Ковчег для Кареглазки - страница 26
Семейным мемом стала строка из моего стихотворения, изначально не имевшая смысловой нагрузки. Когда хотелось поржать, батя произносил нараспев: «На Марсе снова дождь со снегом…». В каких-то необъяснимых ситуациях констатировал – «На Марсе снова – дождь со снегом!». Или задавал риторический вопрос. Короче, понятно… для красного словца не пожалею и отца – с точностью наоборот.
Я прекратил позориться и писать, но лишь на время. Немного спустя пробил час подростковых влюбленностей, и я вернулся к рифмоплетству. А написанное скрупулезно прятал. Пока черт не дернул прочесть пару стихов Веронике. И она восхитилась (на самом деле, кажется, дело было не в качестве произведений, а в том, что они были посвящены ей). Впоследствии эта глупость привела меня к самому большому поражению. Ника сперла мою писанину для Тимура Алиева, и я стал посмешищем для всего универа. Все попытки вернуть тетрадь провалились, и только через год, когда началась Вспышка, стихи исчезли вместе со всеми свидетелями моего унижения. Кроме Танюши, конечно.
Это стало для меня своеобразной прививкой – и от стихов, и от чрезмерного доверия к людям. Никогда! Вы слышите, никогда! – не открывайте ваших тайн кому-либо. Будьте счастливы в одиночестве – ведь ваш лучший друг, это вы сам. А иначе рискуете самолично вскормить тот скромный ручей неприятностей и бед, свойственный каждому, и тогда он взрастет, как горный поток. И сметет остатки вашей жизни, вашего достоинства, и вашей психики, в конце концов.
За пять лет я не написал ни строчки. И лишь полтора года назад все-таки вернулся к поэзии. Видимо, не смог без этого – душа требовала. Правда, теперь я писал пошлости… и прятал новую тетрадку в заначке между слоями материи в рюкзаке.
Еще одна моя ценность – туристический каталог Ялты. В нем много красоток, но сегодня они не могут меня заинтересовать. Я возвращаю на стол блондинку и так долго смотрю на нее, что дыхание становится прерывистым и шумным. Я не могу сдержаться, да и зачем? У меня появляется чувство, что я ее люблю. Я хочу найти ее. Заполучить любой ценой – как я делаю, когда что-то нужно. Я роняю фонарь – что со мной? Неужели я пьян?
В замешательстве я поднимаю фонарь, проверяю его на повреждения, и ругаю себя за неаккуратность. Фонарь важен и нужен. Я немного сержусь на невероятную блондинку, но не позволяю себе смять фотографию – бережно помещаю ее в прозрачный пакетик, вкладываю в тетрадь и прячу в тайник.
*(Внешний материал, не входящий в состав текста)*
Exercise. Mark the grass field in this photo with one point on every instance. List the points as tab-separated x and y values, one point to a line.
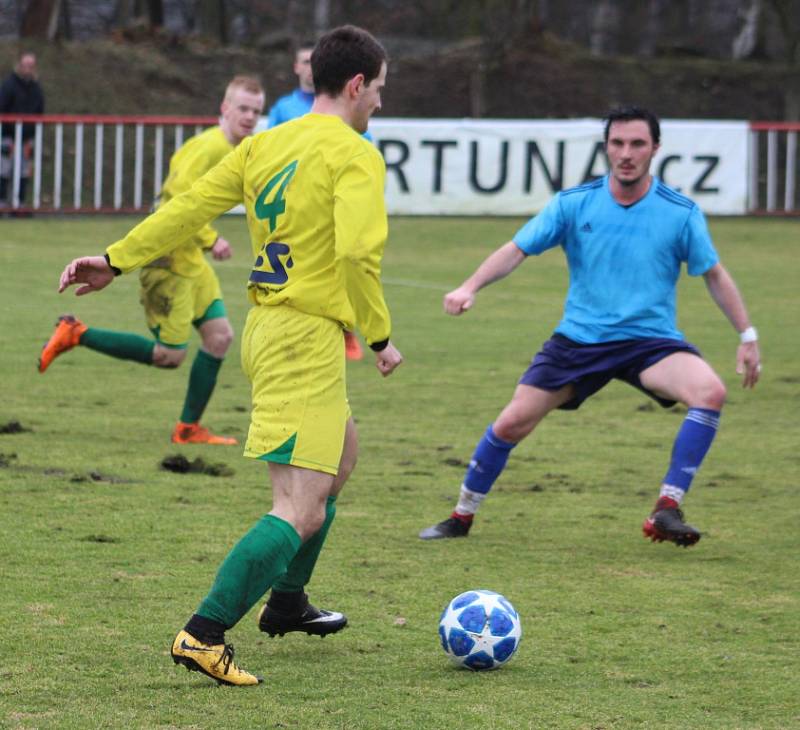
104	555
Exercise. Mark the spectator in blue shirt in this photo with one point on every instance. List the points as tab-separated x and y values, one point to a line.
300	100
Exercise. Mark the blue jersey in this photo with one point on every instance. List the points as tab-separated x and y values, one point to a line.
292	106
624	261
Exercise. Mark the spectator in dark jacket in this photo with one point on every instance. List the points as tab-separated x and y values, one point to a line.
20	93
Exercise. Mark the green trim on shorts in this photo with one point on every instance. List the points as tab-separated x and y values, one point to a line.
157	334
283	454
216	310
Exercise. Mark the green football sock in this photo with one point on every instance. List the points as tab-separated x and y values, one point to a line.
202	380
124	345
250	569
302	566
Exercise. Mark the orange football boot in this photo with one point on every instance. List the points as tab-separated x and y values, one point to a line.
352	347
194	433
66	336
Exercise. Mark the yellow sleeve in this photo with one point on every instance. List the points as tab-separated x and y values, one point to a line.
190	164
176	220
359	214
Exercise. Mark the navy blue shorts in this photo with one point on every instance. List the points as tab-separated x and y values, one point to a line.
591	367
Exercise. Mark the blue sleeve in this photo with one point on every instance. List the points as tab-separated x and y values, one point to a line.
274	118
699	252
544	231
6	97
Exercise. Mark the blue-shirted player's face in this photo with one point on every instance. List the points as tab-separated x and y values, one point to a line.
630	150
302	67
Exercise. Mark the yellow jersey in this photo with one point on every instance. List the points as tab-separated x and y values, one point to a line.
191	161
313	194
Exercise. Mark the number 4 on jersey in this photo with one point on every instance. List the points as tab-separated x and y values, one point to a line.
277	205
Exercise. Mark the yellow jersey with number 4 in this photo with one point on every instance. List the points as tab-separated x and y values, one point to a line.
313	194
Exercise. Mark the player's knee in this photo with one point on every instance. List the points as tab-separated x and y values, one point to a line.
711	395
511	428
311	522
717	395
168	357
219	341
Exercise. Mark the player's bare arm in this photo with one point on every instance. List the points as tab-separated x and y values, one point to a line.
388	359
725	293
496	266
93	272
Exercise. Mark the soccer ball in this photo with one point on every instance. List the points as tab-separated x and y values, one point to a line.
480	630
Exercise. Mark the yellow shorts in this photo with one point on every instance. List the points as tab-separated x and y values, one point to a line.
296	366
172	303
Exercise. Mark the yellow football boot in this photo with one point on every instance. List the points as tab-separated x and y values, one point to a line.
214	661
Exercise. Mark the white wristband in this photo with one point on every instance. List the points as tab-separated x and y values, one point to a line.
749	335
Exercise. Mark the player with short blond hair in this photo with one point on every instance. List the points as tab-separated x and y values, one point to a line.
179	290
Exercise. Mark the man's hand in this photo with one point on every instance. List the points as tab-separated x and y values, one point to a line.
91	271
459	300
388	359
748	362
221	249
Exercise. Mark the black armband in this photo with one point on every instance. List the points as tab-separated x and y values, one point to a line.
379	346
116	271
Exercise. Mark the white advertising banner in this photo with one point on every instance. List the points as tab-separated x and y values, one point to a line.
503	167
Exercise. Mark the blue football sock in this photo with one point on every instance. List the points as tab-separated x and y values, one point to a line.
487	462
691	445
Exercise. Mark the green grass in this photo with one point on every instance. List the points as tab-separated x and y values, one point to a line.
104	556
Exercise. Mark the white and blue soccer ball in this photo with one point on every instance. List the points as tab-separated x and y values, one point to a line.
480	630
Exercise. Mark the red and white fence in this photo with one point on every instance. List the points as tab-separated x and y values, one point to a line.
116	164
772	185
90	164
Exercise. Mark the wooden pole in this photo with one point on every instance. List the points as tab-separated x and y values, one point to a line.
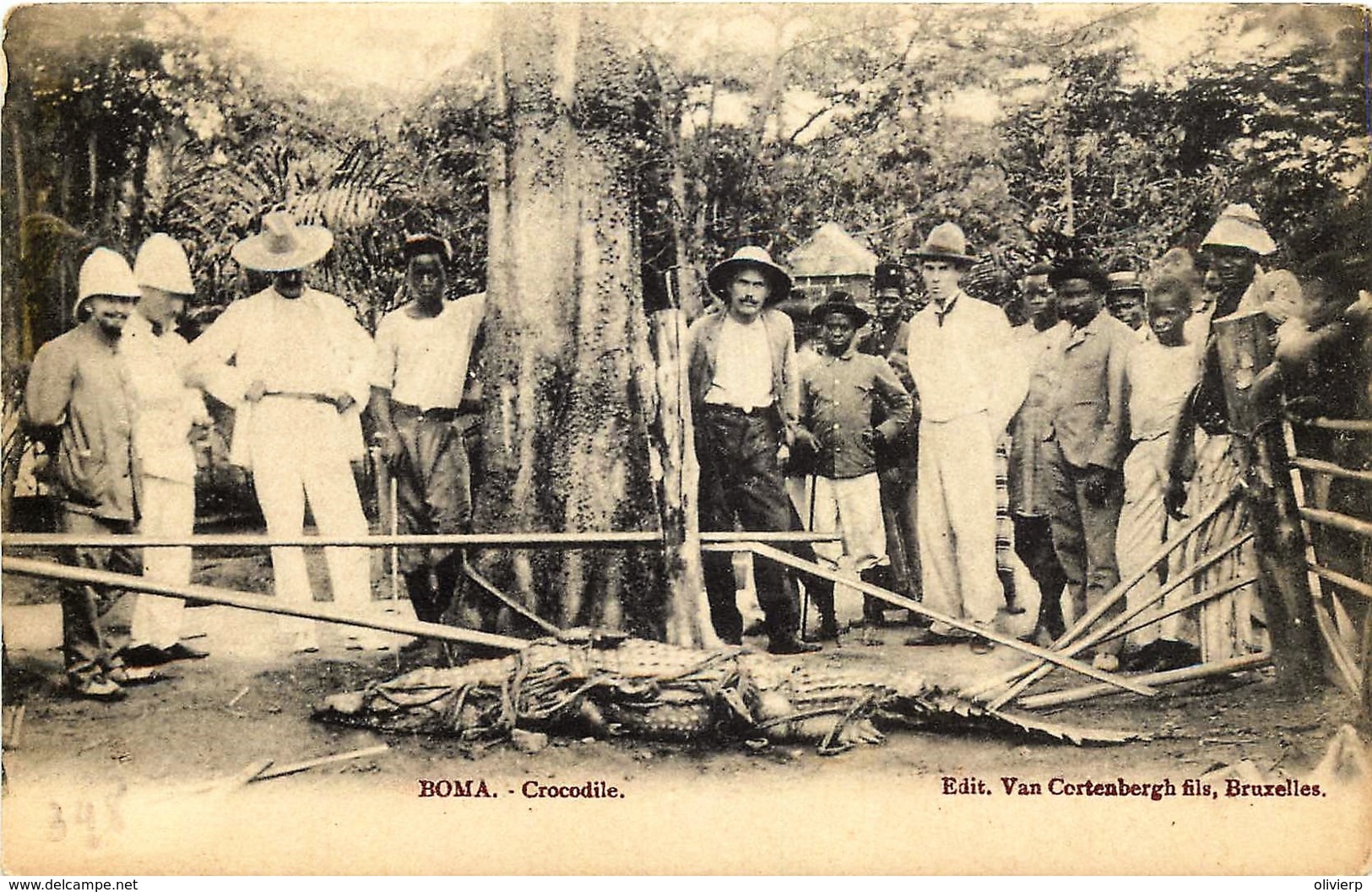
468	539
823	572
1093	638
230	597
687	607
1172	677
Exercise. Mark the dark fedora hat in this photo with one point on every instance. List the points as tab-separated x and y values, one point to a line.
757	258
426	243
840	302
1069	268
889	275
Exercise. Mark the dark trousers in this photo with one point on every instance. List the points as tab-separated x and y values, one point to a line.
87	644
1033	547
1084	538
740	480
434	495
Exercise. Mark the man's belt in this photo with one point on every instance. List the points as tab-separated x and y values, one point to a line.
438	414
298	394
726	409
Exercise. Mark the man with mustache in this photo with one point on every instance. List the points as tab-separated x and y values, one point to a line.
421	361
77	403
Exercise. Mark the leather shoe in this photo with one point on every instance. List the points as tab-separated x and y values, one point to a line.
925	637
98	688
129	675
827	630
1106	662
146	655
790	644
182	651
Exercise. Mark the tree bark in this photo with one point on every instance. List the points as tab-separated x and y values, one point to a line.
568	372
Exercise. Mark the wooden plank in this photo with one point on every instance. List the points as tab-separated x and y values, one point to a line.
1337	424
1338	522
1172	677
469	539
1335	576
230	597
1331	468
823	572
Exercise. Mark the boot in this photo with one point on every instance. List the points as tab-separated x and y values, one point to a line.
1007	583
874	609
823	598
421	596
1049	624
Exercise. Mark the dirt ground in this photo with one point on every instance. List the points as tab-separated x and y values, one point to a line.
146	784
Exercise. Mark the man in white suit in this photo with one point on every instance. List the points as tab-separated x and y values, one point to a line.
298	381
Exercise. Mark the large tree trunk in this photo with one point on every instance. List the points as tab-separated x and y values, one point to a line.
568	372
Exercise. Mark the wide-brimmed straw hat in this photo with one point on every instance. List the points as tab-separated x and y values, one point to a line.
105	273
162	264
1239	227
756	257
1125	280
426	243
946	242
840	302
283	245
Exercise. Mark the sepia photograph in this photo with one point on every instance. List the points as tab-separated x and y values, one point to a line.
686	440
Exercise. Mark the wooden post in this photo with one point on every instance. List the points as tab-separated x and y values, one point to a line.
1255	422
687	609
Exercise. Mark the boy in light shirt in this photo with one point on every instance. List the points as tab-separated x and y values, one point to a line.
1159	375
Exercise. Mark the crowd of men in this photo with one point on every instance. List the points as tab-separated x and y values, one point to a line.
118	401
944	449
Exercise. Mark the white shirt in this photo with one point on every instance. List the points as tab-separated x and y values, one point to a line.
742	365
311	344
165	408
1159	381
423	360
963	361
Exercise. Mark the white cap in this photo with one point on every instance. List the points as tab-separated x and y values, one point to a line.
162	264
106	273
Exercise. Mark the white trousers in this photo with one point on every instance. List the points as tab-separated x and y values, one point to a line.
298	453
166	508
958	519
851	508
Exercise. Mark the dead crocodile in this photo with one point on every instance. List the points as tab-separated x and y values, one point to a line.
662	692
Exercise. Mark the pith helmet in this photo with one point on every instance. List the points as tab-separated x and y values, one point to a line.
1239	227
105	273
946	242
162	264
759	258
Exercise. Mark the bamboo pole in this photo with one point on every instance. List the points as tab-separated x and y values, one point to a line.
1337	424
1338	522
461	539
1071	642
1114	594
1209	594
1341	580
267	774
230	597
1172	677
1316	466
1097	637
823	572
1346	668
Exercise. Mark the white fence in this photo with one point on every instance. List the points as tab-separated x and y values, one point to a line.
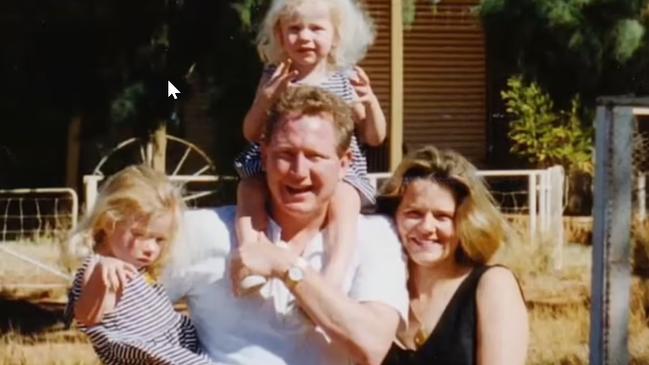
91	186
31	213
35	215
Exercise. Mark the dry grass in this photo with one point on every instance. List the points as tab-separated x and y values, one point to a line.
55	347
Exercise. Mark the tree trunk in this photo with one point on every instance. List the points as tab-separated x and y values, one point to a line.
160	147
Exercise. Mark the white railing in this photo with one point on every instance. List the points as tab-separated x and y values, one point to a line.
29	213
36	215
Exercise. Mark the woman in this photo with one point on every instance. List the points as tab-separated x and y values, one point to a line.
462	311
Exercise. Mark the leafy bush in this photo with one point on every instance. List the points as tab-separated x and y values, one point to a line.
543	135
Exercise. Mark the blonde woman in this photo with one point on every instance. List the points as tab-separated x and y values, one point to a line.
317	43
116	298
462	310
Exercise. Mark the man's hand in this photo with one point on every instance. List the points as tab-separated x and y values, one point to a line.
259	257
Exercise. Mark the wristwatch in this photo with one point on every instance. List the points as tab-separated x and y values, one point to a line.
295	274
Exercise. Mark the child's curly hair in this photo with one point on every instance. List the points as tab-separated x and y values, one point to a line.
354	31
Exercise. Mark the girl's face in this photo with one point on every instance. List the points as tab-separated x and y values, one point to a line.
140	241
426	223
307	36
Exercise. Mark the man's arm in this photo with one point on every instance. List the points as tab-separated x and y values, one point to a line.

Я знаю, что делать – дипломат покамест спрячу, а когда получится, вернусь за ним. В поиске подходящего места спускаюсь в подвал и прячу свое сокровище в электротехническом шкафу, который оригинально помечаю – рисую на дверце большой половой орган.
****
Гриша Менаев дал ему имя – Охотник – но сам он об этом не знал. Ему, в принципе, было на это наплевать, его интересы ограничивались поиском того, чем бы он смог утолить свой вечный голод. Вот и сейчас, он вдохнул сырой воздух и от возбуждения застрекотал, едва слышно, словно сломанная розетка. Горячая плоть рядом. Запах жертвы смешался с запахами земли и мокрого железа. След вел к запертой железной двери. Нужно найти другой вход. На четвереньках он пролез вдоль стены – сквозь узкий просвет в колючем кустарнике. Еще малость и влево… окошко: раньше в нем были толстые стеклоблоки, но сейчас здесь сияла дыра, окаймленная торчащими остатками стекла.